RNA-seq analysis of the effects of ERβ1 together with ERβ agonist ligand, CLI, treatment on gene expression in breast cancer cells. (A) Heat map showing downregulation or upregulation of gene expression in MDA-MB-231 cells in the presence of elevated ERβ1 and CLI treatment (100 ng/mL dox + 100 nM CLI) for 24 hours. K-means clustering of the 2000 most variable genes reveals 4 clusters (Clusters A-D) with distinct patterns of gene expression. (B) The Hallmark pathways enriched in Cluster C and D are listed. The genes comprising the 3 most significantly regulated Hallmark pathways (Estrogen Response Early; Estrogen Response Late; and KRAS Up) are listed elsewhere (Table S1 (28)). (C) Genes with expression upregulated by ERβ1 and more highly upregulated by ERβ1 with agonist ligand CLI treatment. MDA-MB-231 cells, WT or containing dox-inducible stable ERβ1 were exposed to 100 ng/mL doxycycline in the presence of control vehicle (+dox) or 100 nM CLI (+dox + CLI) for 24 hours. RNA was then harvested from the cells and analyzed by qRT-PCR for the genes indicated. The expression of ESR2 (top left) was monitored to show the marked increase in ESR2 RNA with doxycycline in the presence of vehicle or CLI. n = 3 per group (WT; +dox; +dox + CLI). Values are mean ± SEM (n = 3 per group) with *P < .05, **P < .01, ***P < .001, and ****P < .0001.

Figure 5.

Expression of important genes in TNBC primary tumors and their regulation by ERβ1 and the ERβ ligand CLI. qPCR analysis of target gene mRNA expression in primary tumors with or without dox inducible ERβ1 in the presence or absence of the ERβ agonist ligand CLI. Tumors were harvested at day 48. Values are mean ± SEM. *P < .05, **P < .01, ***P < .001, and ****P < .0001.

Figure 6.

Immunohistochemical analysis of breast cancer metastases in the lungs of host mice with WT or ERβ1 containing TNBC mammary tumors, and effects of ERβ1 and CLI ligand on expression of EMT and stem cell marker genes in breast cancer lung metastases.
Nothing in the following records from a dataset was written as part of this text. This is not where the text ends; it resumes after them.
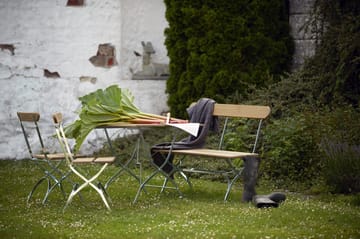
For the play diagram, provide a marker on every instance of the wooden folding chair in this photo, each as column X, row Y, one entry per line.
column 230, row 171
column 75, row 164
column 49, row 163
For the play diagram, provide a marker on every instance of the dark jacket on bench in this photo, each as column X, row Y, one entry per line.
column 201, row 112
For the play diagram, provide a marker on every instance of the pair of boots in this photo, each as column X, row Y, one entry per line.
column 271, row 200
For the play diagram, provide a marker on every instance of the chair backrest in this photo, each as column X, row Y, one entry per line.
column 241, row 111
column 30, row 118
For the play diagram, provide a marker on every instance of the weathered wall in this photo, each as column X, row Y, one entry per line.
column 49, row 35
column 304, row 40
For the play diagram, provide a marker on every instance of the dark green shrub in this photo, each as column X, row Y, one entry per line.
column 341, row 166
column 219, row 47
column 337, row 60
column 290, row 153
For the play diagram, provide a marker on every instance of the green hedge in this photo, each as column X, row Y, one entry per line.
column 220, row 47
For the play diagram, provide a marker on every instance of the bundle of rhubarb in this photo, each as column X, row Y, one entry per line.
column 108, row 106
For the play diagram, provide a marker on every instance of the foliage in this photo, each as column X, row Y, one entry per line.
column 336, row 63
column 200, row 214
column 319, row 101
column 290, row 152
column 342, row 166
column 219, row 47
column 101, row 107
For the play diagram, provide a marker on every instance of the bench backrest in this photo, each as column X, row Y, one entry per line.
column 241, row 111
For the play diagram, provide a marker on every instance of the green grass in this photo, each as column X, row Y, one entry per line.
column 200, row 214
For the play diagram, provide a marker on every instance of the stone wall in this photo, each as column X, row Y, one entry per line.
column 45, row 66
column 299, row 16
column 45, row 47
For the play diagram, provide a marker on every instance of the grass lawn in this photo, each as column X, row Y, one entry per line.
column 200, row 214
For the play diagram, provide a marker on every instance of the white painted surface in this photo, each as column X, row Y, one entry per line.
column 49, row 35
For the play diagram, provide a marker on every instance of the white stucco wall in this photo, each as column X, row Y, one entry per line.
column 49, row 35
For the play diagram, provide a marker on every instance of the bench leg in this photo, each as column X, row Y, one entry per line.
column 251, row 166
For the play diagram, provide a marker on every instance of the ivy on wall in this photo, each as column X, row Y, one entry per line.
column 218, row 48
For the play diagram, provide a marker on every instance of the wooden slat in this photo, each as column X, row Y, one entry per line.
column 247, row 111
column 29, row 116
column 57, row 117
column 104, row 160
column 84, row 160
column 212, row 153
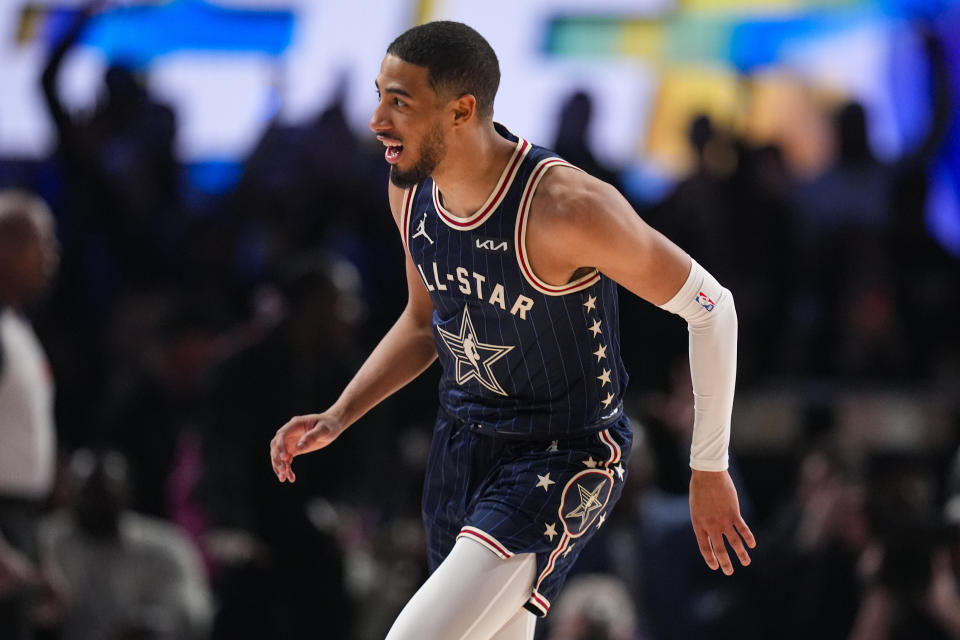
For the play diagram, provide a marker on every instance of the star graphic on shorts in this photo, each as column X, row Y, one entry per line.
column 545, row 481
column 474, row 358
column 595, row 328
column 589, row 502
column 551, row 531
column 601, row 352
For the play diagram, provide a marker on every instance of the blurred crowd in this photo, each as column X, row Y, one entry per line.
column 182, row 329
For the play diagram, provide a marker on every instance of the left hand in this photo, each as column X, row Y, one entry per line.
column 715, row 514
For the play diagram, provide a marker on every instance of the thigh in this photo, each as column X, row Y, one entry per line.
column 472, row 595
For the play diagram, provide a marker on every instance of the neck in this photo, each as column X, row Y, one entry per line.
column 471, row 168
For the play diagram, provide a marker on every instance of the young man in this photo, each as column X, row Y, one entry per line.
column 512, row 260
column 29, row 255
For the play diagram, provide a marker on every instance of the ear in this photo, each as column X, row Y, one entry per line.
column 464, row 109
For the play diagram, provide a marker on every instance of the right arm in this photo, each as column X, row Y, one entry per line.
column 403, row 354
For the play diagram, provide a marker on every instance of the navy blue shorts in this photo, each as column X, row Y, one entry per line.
column 523, row 496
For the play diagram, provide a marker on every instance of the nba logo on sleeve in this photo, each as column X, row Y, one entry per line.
column 704, row 301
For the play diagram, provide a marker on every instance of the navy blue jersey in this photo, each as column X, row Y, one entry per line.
column 520, row 357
Animals received water with or without doxycycline for induction of increased ERβ1 and also treatment with control vehicle or ERβ agonist ligand CLI. Lungs were harvested at day 48 and prepared for immunohistochemistry with staining of tissues as described in “Materials and Methods.” Representative tissue sections are shown. (A) Vehicle-treated control lung from animals with lung metastases derived from mammary tumors with WT TNBC breast cancer cells show extensive metastatic lesions, whereas lung tissue from animals with breast tumors expressing ERβ1 + CLI shows greatly reduced metastatic lesions. Magnification is 100×. (B) Integrated density showing quantitative assessment of metastatic lesions in the different treatment groups. Overall quantitative analysis of multiple metastatic lesions in tissue sections (n = 6) and fields (n = 5/section) is presented. Values are mean ± SEM with n = 24-28 evaluations per group. *P < .05, ** P < .01, ***P < .001, and ****P < .0001 by multiple t-test. (C) q-PCR gene expression analyses of EMT and stem cell marker genes in lung metastases. These genes were also studied in the primary tumor (Fig. 2). Values are mean ± SEM (n = 7 per group). ****P < .0001 by multiple t-test.

Figure 7.

Schematic model depicting the suppressive effects of ERβ1 and the ERβ ligand CLI on TNBC tumor growth, EMT markers, the cancer stem cell–like population, and metastasis. Binding of CLI ligand to ERβ1 may change the shape of ERβ1, affecting receptor interaction with kinases, coregulators, and components of the transcription complex. ERβ1 activity reduces tumor growth and distant metastasis. CoR, coregulator; CSC, cancer stem cells; EMT, epithelial mesenchymal transition.